In January, a new whistleblowing bill — the Public Interest Disclosures Act — came into effect, which gave legal immunity to Commonwealth public sector officials who give confidential information to the internal government ombudsman or through other official channels. There is also limited immunity for leaks to the media.
“In limited circumstances where it is not contrary to the public interest, you have a right to make a public interest disclosure to anyone outside government if you have first made an internal disclosure and either the investigation has exceeded the time limit or your reasonably believe the investigation or its outcome was inadequate.”
Whistleblowers Australia president Cynthia Kardell tells Crikey this is woefully inadequate, and too narrowly defined to only apply to those who work for the government or in companies that contract to the government. “You’ll be told there are laws — like the Public Interest Disclosures Act. But there’s really almost no protection for whistleblowers.”
“People take a risk in speaking to the media … They hope it won’t blow up in their face, but sometimes it does. I’ve seen this happen so many times — sources just get destroyed.”

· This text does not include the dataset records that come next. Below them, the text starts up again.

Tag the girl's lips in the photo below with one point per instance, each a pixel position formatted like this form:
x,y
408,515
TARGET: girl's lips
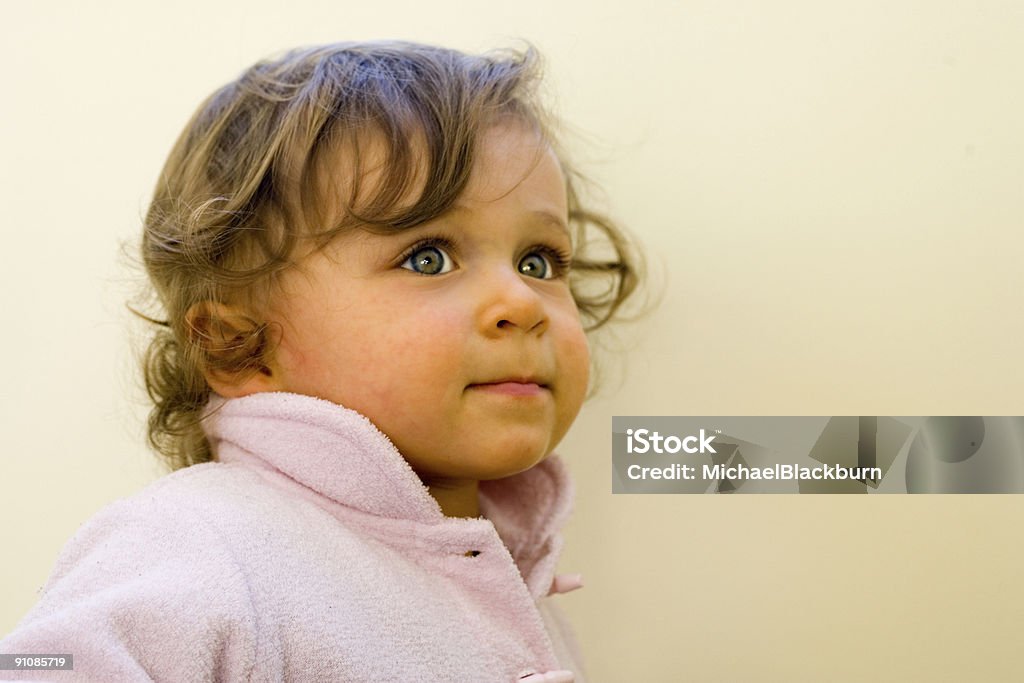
x,y
511,388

A. J. Brown, a law professor at Griffith University and chairman of Transparency Australia, helped advise on the law. But he, too, says it leaves significant gaps. “[Newman’s charge] is a good example of why some kind of comprehensive whistleblower protection for the private sector is a very important issue for Australia,” he told Crikey. Given Newman’s employment in a private educational institution, “there is every chance she’s not covered by any whistleblower provisions at the moment”.
“If she was employed by a public university, it could be a bit different,” Brown added. “Universities are covered by different public sector whistleblower legislation. But in the private sector, there’s nothing you’d call a proper whistleblower protection regime that could kick in.”
Whistleblowers in Australia are always able to pursue a common law defence — to argue that their disclosures were in the public interest. But such actions are seen as audacious and unexpected to succeed. The lack of whistleblowing protection in Australia makes life more difficult for journalists, particularly those who cover business or other private sector wrongdoing and need to rely on confidential information obtained from all sectors of society to shine a light into things others would rather stayed hidden.